Friendship
A guest post by Jeff McNair
We are so excited to welcome Dr McNair to our YL Capernaum Pre-conference at YL75
You can also follow Jeff at his blog Disabled Christianity
I recently had a conversation with some of my university
students about friendship. I asked one of them, "What is the name of
your best friend?"
She responded, "Sandy."
"What do you and Sandy like to do
together?"
"I
don’t know. We like to watch movies, or get coffee. We generally
just hang out."
“Cool!” I replied.
I then asked them all, "Why do you think someone would
choose to develop a friendship with a person having a severe intellectual
disability?"
Responses related as to how much one could learn from such
people, how much they have to give, how their lives impact those around them
and so forth.
I then wondered aloud. "Why
must a friendship with a person with a severe disability have a utilitarian
component when your friendship with your other friends is just based upon being
together drinking coffee or watching movies?"
I admit I didn't plan on the discussion, it kind of just
happened. As I thought out loud, I
recognized that the criteria for friendship, for some reason, seems to be
different for friends if they have a disability. It was like the same
criteria would not work for a person with a severe disability as works for
someone without that characteristic. It seems I believe a lie that in
order for me to have a friendship with a person with a severe disability, I
must identify something that he or she has to give to me (utilitarianism) as a
reason for the friendship. Perhaps I have come to think that people with
particular characteristics have nothing to offer me, so I have to find
something that they may have to offer in order to justify friendship.
I then thought of my own friends. Doug is a neighbor who will
just stop by my house unannounced. For some reason, I never expect him to
show up. He drives up on his 4 wheeler (I live in the country), comes in, and we
have a cup of coffee or dinner. We talk about what he is doing or what I
am doing or maybe just sit and watch whatever Kathi and I happen to have on TV.
I love it when Doug stops by unannounced. I am not his friend because of
how much I can learn from him, or how much he has to give, or how his life
impacts those around him. We just enjoy hanging out together.
One of my best friends was a man with severe intellectual
disabilities. I started visiting his group home because I wanted to do
something nice for the men who lived there. I would go by with a bottle
of soda and something to munch on and hang out for an hour. Increasingly
I found that Thom and I connected. He liked me and I liked him. He
would tell me about his day program, how he wanted to marry his teacher, about
his brother in whom he was so proud and about the Angels, Dodgers or Lakers.

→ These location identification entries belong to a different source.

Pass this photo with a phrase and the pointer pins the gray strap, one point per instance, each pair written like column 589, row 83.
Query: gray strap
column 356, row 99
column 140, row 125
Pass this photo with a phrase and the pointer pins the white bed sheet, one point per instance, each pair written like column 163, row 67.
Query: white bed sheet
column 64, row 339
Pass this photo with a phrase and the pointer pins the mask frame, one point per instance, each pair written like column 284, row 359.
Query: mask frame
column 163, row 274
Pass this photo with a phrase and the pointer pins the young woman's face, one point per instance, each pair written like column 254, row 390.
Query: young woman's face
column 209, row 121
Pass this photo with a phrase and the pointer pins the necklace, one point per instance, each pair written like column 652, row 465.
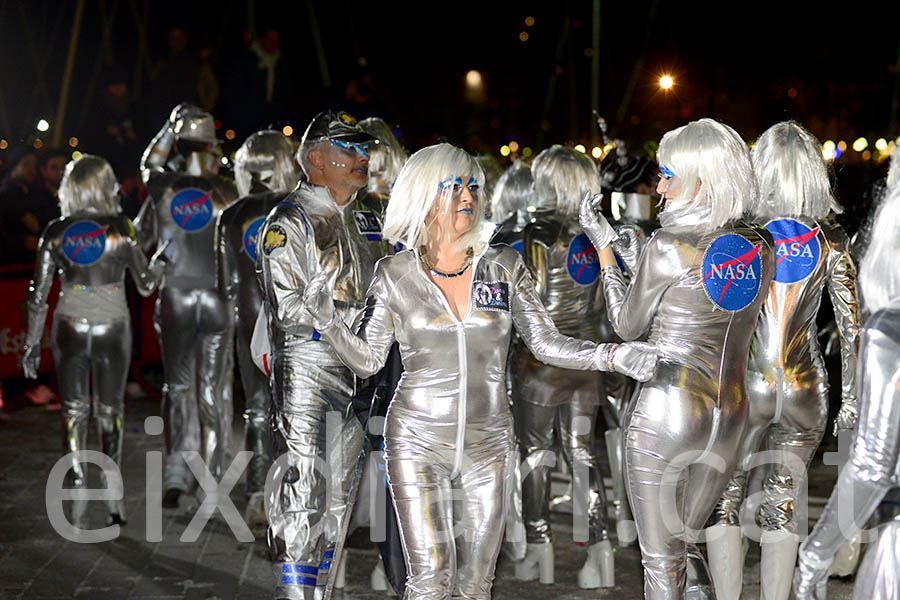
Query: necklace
column 438, row 273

I would tell him about things I knew he would be interested in, like my horses
or that I had had a barbeque, or how he was my friend. He would often say
to me, "I am nice to you, Jeff." and he was! He passed away
about a year ago, and I’ve found that I don't have the same desire to visit the
group home as I did before. Why? Because my friend no longer lives
there! I like the other men and women who live there, but Thom was my
friend. He was my friend in the same way that Doug is my friend. Not
because of what he could do for me, but because we enjoyed hanging out
together.
Another friend of mine is Mark, also a man with disabilities.
We get lunch together and talk about whatever. He has Fridays off, so I plan to
run errands on Fridays. We ride around together, ultimately landing somewhere
for lunch. What do I expect when we are together? I expect we will laugh, we
will talk about some of the same things we always talk about, and we will enjoy
a burger together. He is just my friend, not my spiritual mentor or someone
leading me to a greater level of consciousness. But being my friend is what he
needs, and it’s what
I need, so the friendship works for us both.
No real friendship is truly utilitarian. If you are
looking for utilitarian relationships, you are probably not looking for
friendships. As you consider befriending those with the characteristic of
severe impairment, do not attempt to make the relationship anything different
than the relationship you have with other friends.